AKP’li Cumhurbaşkanı Erdoğan’ın 2012 yılında, partisinin gençlik teşkilatının kongresine verdiği “Dininin, dilinin ve kininin davacısı bir gençlik” yetiştireceğiz mesajını hatırlatan Suzan Şahin, AKP’nin dindar ve kindar nesiller yaratacağız’ itirafını hayata geçirip, gençlerin bilinç olarak istismar, intihar, taciz, cinayet ve baskı ile sürekli gündeme gelen ve AKP hükümetleri döneminde sayıları artan cemaat ve tarikat yurtlarına yönlendirdiğini söyledi.
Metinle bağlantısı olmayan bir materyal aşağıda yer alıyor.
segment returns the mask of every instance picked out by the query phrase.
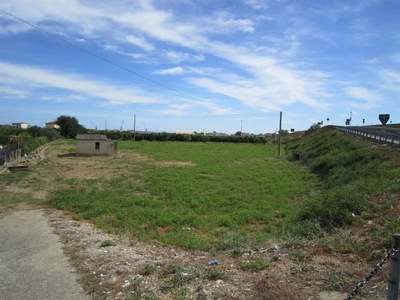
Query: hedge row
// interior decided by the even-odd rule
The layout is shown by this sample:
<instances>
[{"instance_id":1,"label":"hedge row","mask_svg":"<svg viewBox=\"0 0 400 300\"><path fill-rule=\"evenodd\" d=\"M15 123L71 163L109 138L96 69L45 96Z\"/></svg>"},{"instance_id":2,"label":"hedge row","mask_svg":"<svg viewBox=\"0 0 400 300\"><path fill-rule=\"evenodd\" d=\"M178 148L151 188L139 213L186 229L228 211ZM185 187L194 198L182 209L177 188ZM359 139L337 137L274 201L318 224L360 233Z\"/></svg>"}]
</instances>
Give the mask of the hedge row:
<instances>
[{"instance_id":1,"label":"hedge row","mask_svg":"<svg viewBox=\"0 0 400 300\"><path fill-rule=\"evenodd\" d=\"M110 131L106 132L107 138L111 140L131 140L133 134L124 131ZM136 141L179 141L179 142L218 142L218 143L254 143L254 144L265 144L267 139L263 136L238 136L238 135L203 135L203 134L176 134L168 132L160 133L136 133Z\"/></svg>"}]
</instances>

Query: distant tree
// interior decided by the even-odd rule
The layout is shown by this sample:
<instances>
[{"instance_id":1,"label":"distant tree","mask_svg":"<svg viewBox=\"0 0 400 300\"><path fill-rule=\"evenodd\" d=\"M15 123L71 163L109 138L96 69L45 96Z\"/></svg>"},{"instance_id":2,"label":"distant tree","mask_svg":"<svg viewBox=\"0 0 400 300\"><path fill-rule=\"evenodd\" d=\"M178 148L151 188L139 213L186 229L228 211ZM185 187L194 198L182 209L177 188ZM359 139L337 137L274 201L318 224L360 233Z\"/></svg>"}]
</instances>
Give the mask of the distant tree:
<instances>
[{"instance_id":1,"label":"distant tree","mask_svg":"<svg viewBox=\"0 0 400 300\"><path fill-rule=\"evenodd\" d=\"M41 128L39 126L31 126L26 129L26 131L32 136L32 137L39 137L41 136L40 131Z\"/></svg>"},{"instance_id":2,"label":"distant tree","mask_svg":"<svg viewBox=\"0 0 400 300\"><path fill-rule=\"evenodd\" d=\"M156 137L156 140L157 141L162 141L162 142L168 141L169 140L169 133L167 133L167 132L159 133L158 136Z\"/></svg>"},{"instance_id":3,"label":"distant tree","mask_svg":"<svg viewBox=\"0 0 400 300\"><path fill-rule=\"evenodd\" d=\"M86 133L85 127L79 124L78 119L70 116L59 116L56 120L60 126L60 134L65 138L74 139L78 133Z\"/></svg>"},{"instance_id":4,"label":"distant tree","mask_svg":"<svg viewBox=\"0 0 400 300\"><path fill-rule=\"evenodd\" d=\"M46 136L49 141L54 141L60 138L60 132L54 128L42 128L40 136Z\"/></svg>"},{"instance_id":5,"label":"distant tree","mask_svg":"<svg viewBox=\"0 0 400 300\"><path fill-rule=\"evenodd\" d=\"M238 131L238 132L235 133L235 135L237 135L237 136L242 136L242 132L241 132L241 131Z\"/></svg>"}]
</instances>

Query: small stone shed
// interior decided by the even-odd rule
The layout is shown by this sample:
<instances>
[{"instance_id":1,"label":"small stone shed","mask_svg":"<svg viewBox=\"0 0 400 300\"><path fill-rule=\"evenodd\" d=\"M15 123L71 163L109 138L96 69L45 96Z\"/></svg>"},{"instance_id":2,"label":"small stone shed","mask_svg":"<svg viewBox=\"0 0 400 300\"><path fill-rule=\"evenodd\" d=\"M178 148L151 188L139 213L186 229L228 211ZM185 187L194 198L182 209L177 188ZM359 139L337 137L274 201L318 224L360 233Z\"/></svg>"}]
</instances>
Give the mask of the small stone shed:
<instances>
[{"instance_id":1,"label":"small stone shed","mask_svg":"<svg viewBox=\"0 0 400 300\"><path fill-rule=\"evenodd\" d=\"M105 134L77 134L76 156L118 155L118 141L107 139Z\"/></svg>"}]
</instances>

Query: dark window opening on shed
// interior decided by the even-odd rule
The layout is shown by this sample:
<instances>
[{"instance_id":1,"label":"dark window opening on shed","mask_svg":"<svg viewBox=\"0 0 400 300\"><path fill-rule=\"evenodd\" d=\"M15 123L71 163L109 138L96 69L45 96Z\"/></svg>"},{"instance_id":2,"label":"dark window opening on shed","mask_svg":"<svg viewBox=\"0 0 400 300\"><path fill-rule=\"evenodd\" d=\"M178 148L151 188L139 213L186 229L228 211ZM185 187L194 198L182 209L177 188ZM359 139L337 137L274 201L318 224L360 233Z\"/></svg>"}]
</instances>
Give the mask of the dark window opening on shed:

Sosyal devletin gerekliliklerinden birisi olarak kamusal ve ücretsiz yurt sağlamanın devletin görev ve sorumluluğu olduğunun altını çizen Hatay Milletvekili Şahin, kamusal bir barınma programının olmamasının özellikle yoksul ailelerin çocuklarını cemaat ve tarikatların yurtlarına gitmeye mecbur bıraktığını ve bu yurtlarda yaşanan olaylar neticesinde denetimsizliğin kamuoyunda büyük endişe yarattığını belirterek ‘‘Payaslı hemşehrim olan geç evladımız Enes Kara, “Bu ülke yaşama sevincimi alıyor, özgür hissetmiyorum, gelecek kaygılarım var.” diyerek yaşamına son verdi. Hepimizi isyan ettiren bu ölüm, baskılar ve gelecek kaygısı ile gençlerimizin yaşadıkları sıkıntıları gözler önüne seriyor. Tarikat ve cemaat yurtlarındaki rezillikleri; tacizi, tecavüzü, cinayeti gördük. Görmeye de maalesef devam ediyoruz. Hiçbir gencimiz Enes Kara gibi cemaat/tarikat/vakıf yurtlarına mahkum olmamalı, kendisini risk altında hissederek umutsuzluğa kapılmamalı. Bir evladımızı daha tarikat ve cemaatlerin denetimsiz yurtlarında kaybetmeye tahammülümüz yok! Enesleri CHP iktidarında kurtaracak, nefes alabilecekleri özgürlüklerine kavuşturacağız. Bir daha hiçbir Enes çaresizliği tatmasın, karanlıkta kalmasın diye iktidarımızın ilk yılında TOKİ yeterli yurtları inşa edecek. Yaşadıklarımız tesadüf değil! Özgür yaşamak her gencimizin hakkıdır ve Enes’in vebali ‘dindar ve kindar nesiller yaratacağız’ diyenlerin boynunadır!’’ dedi.

 

 

CHP Hatay Milletvekili Suzan Şahin meclise sunduğu önergesinde Milli Eğitim Bakanı ile Gençlik ve Spor Bakanından şu sorulara cevap istedi;

 

 

1. Cemaat, tarikat ve vakıf yurtlarında yaşananlara ilişkin kapsamlı bir soruşturma yapılacak mıdır?
2. Cemaat, tarikat ve vakıf yurtlarına 2002-2021 yılları arasında verilen destek ne kadardır? Söz konusu yurtlara sağlanan destekler neden devlet yurtlarının kapasitesinin arttırılması, yeni devlet yurtlarının açılması için kullanılmıyor?
3. 2002-2021 yılları arasında vakıf ve derneklere ait yurt sayısı nedir? Bu yurtların kaçı kayıt dışı faaliyet göstermektedir? Kaçı hakkında inceleme ve soruşturma yapılmıştır? İnceleme ve soruşturma açılan var ise bunlar için hangi işlemler yapılmıştır, kaçı kapatılmıştır?
4. Vakıf ve derneklerle yapılan protokoller iptal edilecek midir?
5. Sosyal Etkinlikler Yönetmeliği’nin gözden geçirilerek vakıf ve derneklere verilen teşviklerin yeniden düzenlenmesi söz konusu olacak mıdır?
6. Öğrenciler için tehlikelere davetiye çıkaran cemaat ve tarikatlara bağlı vakıf ve dernek yurtlarının önüne geçilebilmesi için ne yapılması düşünülüyor?
7. Öğrencilerin yurt ihtiyacının devlet tarafından giderilmesi konusunda bir çalışmanız var mıdır?
8. Milli Eğitim Bakanlığı tarafından vakıf ve derneklere bağlı yurtlar ne kadar sıklıkla denetlenmektedir? Söz konusu yurtlara sıkı bir denetim yapılıyor mu?
9. Milli Eğitim Bakanlığı teftiş sisteminde yeni ve daha etkin düzenlemeler yapılması düşünülüyor mu?
10. Sosyal etkinlikler yönetmeliği tedbirleri de kapsayacak şekilde yeniden gözden geçirilecek mi?